1913年在专利文献中首次描述了VIG装置,但是,尽管概念简单并且从那以后进行了数十年的研究,但是第一个VIG装置实际上在1989年才制造出来,而市场上出现的第一个商业版本不早于1996年。VIG装置代表着想法比其实际实现出现得早得多的典型实例,因为许多技术方面阻碍了实际工作装置的实现。在VIG装置成功的关键因素中,可以提及间隔件的材料、形状和定位,以及边缘密封剂的材料和加工;玻璃及其涂层的品质(通常提供低发射率和抗反射特性);以及用于VIG抽空的接口、管和方法。
另一方面,在家用建筑和商业建筑二者中,愈来愈感觉到需要通过用越来越大的玻璃同时改善外部墙的隔热和透明度来提高建筑物的能源效率。因此,建筑行业正在努力提供用于建筑物的更有效的VIG装置。
为了保持VIG装置的隔热,必须保持高真空水平(10-3托或更低):从外部环境渗透到装置的密封空间中的大气气体越少,内部抽空空间内的压力将越低。玻璃和金属是具有可忽略的渗透率的材料,因此乍一看它们可以被认为是完美的屏障,但对于在不同程度上易于气体渗透的聚合物材料而言并非如此。从这个意义上来说,使用玻璃料(glass frit)或焊接金属条提供了密封的边缘密封剂,并且VIG装置中的压力演变仅来自除气过程。这允许较低的吸气剂量,通常是一个或两个非蒸散型吸气剂(NEG)烧结丸,或几平方厘米的蒸散型钡。

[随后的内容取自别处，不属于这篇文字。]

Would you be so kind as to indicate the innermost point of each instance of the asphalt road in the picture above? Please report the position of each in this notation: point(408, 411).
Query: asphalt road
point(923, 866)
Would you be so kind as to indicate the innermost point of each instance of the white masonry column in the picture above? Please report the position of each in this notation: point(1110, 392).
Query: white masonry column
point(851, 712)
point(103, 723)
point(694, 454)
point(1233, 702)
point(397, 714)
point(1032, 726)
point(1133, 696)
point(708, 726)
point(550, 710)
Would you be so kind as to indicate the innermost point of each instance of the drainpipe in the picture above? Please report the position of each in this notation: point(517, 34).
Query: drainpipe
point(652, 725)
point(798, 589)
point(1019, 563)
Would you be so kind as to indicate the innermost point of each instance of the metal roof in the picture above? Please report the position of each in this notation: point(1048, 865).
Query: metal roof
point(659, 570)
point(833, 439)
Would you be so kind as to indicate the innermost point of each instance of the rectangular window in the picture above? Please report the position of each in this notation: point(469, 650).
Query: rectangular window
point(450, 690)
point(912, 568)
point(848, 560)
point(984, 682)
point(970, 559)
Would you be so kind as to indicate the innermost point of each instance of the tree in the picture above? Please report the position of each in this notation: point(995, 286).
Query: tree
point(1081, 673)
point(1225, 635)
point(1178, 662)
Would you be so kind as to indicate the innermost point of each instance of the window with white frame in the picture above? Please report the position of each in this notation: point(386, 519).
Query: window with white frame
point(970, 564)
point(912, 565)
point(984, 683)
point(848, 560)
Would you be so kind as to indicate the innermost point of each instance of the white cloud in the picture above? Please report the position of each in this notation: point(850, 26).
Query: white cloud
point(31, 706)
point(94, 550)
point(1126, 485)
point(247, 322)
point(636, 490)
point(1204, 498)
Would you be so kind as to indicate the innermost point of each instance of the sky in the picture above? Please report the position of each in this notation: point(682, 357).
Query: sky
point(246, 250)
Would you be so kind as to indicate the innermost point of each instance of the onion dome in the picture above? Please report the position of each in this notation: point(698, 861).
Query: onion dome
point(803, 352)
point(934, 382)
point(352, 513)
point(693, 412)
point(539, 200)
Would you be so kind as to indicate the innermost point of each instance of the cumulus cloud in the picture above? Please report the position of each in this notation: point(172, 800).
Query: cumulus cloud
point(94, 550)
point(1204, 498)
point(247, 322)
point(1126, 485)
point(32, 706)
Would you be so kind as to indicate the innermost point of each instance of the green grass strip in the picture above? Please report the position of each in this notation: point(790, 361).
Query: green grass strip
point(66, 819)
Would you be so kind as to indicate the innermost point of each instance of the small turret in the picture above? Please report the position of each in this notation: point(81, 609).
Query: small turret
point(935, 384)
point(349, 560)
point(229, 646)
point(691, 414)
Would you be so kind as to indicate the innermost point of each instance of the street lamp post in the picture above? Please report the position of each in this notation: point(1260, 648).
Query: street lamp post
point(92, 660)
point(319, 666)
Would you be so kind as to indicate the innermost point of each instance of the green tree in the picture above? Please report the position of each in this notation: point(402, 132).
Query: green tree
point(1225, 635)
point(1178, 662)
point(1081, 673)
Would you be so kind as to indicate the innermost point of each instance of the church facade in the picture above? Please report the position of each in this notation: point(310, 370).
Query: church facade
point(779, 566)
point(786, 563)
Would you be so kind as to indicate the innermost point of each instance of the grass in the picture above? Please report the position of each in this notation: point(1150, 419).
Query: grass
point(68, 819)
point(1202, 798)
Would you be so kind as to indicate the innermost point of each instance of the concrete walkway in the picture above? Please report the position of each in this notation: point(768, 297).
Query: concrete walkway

相反,聚合物根据定义是半渗透材料,并且由于除气过程和渗透过程二者,使用所述聚合物作为VIG边缘密封剂需要处理更大的气体量,产生超出任何吸气剂方案的最大可接受尺寸的风险。从这个意义上来说,通常认为聚合物无法满足VIG应用的严格的气体渗透率要求,如也被Collins教授(其被认为是现代VIG之父)在2017年的陈述所证实的:“目前所有可用聚合物材料对于该应用而言渗透性太强。在作者看来,这不太可能改变。”[参见Conference Proceedings of Glass Performance Days GPD 2017,第264至267页]。因此,在VIG装置中使用常规的聚合物材料作为密封剂似乎不可行。

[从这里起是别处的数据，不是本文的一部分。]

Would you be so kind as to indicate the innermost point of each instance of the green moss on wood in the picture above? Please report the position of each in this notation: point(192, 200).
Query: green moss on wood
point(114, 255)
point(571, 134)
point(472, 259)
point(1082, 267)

在一定程度上,已知吸气剂体系可以通过吸收N2、O2、CO2、CO和H2O而用于处理大气气体;但是对于吸气剂而言大的气体渗透率是不能承受的并且可能导致不可行的负载。此外,由于惰性气体不能被吸除并且Ar占总大气组成的≈1%体积/体积,因此对于VIG应用的阻挡特性目标由密封剂Ar渗透率限定,足够低以保证在整个VIG使用寿命内VIG内部的Ar压力演变不超过10-3托。根据VIG尺寸和密封边缘宽度,该目标Ar渗透率可以估计在10-2÷10- 3barrer的范围内。迄今为止,用作隔热玻璃的二次密封剂的商用聚合物的Ar渗透率比VIG的目标高一至两个数量级。因此,需要更有效的解决方案以提供能够通过基于聚合物的密封剂实现的VIG装置。
欧洲专利申请公开第2576950号公开了VIG装置,其建议使用有机粘合剂密封剂,但设置有无机涂层。该文献指出“没有已知的粘合剂或环氧树脂是足够不可渗透以防止在VIG装置使用寿命期间大气气体进入其腔体”。事实上,该申请要求保护“设置在粘合剂层上的高度密封的涂层,其中所述涂层为无机层”。

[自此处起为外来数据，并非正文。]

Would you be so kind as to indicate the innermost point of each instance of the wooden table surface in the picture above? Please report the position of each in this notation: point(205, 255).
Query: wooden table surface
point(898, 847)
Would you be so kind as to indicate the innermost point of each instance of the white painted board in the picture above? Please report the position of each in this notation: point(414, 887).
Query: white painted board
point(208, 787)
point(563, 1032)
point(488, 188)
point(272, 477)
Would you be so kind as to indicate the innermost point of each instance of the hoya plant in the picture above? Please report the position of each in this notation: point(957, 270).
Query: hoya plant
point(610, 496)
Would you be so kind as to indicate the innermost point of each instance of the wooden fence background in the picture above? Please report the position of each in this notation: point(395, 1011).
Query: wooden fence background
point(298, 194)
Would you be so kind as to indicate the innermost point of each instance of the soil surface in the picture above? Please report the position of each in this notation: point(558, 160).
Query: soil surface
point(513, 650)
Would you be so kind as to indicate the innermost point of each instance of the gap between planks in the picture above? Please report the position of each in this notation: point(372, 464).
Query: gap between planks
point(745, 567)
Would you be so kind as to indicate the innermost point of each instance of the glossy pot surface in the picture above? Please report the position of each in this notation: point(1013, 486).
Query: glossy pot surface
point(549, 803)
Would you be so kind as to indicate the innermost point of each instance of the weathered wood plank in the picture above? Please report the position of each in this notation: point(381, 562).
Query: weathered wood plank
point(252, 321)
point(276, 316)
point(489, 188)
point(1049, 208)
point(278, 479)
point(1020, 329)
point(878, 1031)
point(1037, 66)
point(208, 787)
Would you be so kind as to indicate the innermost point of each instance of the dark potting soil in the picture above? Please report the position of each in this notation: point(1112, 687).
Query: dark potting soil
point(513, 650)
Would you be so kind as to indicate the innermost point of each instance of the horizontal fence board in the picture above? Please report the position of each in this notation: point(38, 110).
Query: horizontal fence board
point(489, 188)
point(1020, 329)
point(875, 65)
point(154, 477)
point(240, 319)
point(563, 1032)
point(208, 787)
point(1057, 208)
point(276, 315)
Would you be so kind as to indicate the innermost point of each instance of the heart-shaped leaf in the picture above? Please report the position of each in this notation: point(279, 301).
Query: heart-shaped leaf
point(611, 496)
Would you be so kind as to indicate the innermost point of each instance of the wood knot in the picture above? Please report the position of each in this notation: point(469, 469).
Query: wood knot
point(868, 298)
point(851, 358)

美国专利申请公开第US2007178256号也要求保护有机气体密封剂,但其仅提及使用低热导率气体填充以提供隔热的隔热而非抽空的玻璃。使用填充气体的隔热玻璃(IG)在市场上普及推广,但它们与VIG是完全不同类别的装置,具有与VIG相比差得多的热性能和简单得多的生产工艺。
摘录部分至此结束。